Inequality in Unemployment Risk and in Wages
Josep Pijoan-Mas,
Hernán Ruffo and
Claudio Michelacci ()
No 794, 2012 Meeting Papers from Society for Economic Dynamics
Abstract:
Distinguishing between the relative roles of skills and luck in the determination of wages is a main concern for economic policy. Variation in observed characteristics of workers and firms typically account for one third of total variance in wages in the US. Luck, as a result of frictions in the process of job search, might explain some of the remaining proportion, but search models can only fill a tiny part of this gap when calibrated to mean transition rates. The aim of this paper is to highlight the existence of heterogeneity in finding and separation rates and to show its impact on inequality.
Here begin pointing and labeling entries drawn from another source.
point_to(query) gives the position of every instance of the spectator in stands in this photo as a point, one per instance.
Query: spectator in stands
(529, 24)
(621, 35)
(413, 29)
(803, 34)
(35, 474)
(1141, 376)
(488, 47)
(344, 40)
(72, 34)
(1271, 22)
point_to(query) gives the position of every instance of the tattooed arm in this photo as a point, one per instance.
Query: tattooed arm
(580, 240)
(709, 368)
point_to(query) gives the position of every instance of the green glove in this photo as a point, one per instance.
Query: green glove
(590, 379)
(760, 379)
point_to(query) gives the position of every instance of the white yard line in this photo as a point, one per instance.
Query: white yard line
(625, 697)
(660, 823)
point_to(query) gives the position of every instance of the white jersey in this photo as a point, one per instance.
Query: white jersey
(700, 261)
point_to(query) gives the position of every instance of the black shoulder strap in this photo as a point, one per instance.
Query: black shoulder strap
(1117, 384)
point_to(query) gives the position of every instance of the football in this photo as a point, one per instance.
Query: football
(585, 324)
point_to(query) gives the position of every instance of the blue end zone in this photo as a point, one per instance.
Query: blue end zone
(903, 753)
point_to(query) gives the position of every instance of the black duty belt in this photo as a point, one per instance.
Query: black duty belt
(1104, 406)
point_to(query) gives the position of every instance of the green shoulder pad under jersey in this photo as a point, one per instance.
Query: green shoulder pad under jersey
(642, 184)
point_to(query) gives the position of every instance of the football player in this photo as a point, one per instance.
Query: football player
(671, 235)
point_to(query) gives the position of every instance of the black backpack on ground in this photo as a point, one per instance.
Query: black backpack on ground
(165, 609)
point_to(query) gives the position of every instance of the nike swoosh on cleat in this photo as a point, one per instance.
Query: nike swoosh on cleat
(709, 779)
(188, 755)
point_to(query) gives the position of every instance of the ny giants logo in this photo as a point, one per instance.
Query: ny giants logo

In particular, we first reassess the role of frictions in wage dispersion by introducing heterogeneity in unemployment risk, both as exogenous fixed heterogeneity and with some duration dependence. Secondly, to endogenize this heterogeneity, we borrow from Ljungqvist and Sargent (1998), extending it to account for endogenous separation, and build a quantitative search model with human capital accumulation. In this context, a job is valuable for the inexperienced worker not only because of the wage but also for the opportunity to accumulate skills. At the same time, the unemployment spell is damaging for an experienced worker not only because of the foregone earnings but also for the loss of human capital that it entails. Thus, reservation wages and transition rates depend on individual labor market histories. We calibrate the model to match the observed heterogeneity in finding and separation rates and show that the implied wage dispersion is almost the residual wage dispersion in the data. Furthermore, when we shock the model to account for the change in human capital accumulation process in the US economy, we are able to explain all of the increase in inequality over the last decades. We conclude that heterogeneity in unemployment risk and the incentives related to human capital accumulation and depreciation are main drivers of frictional wage dispersions.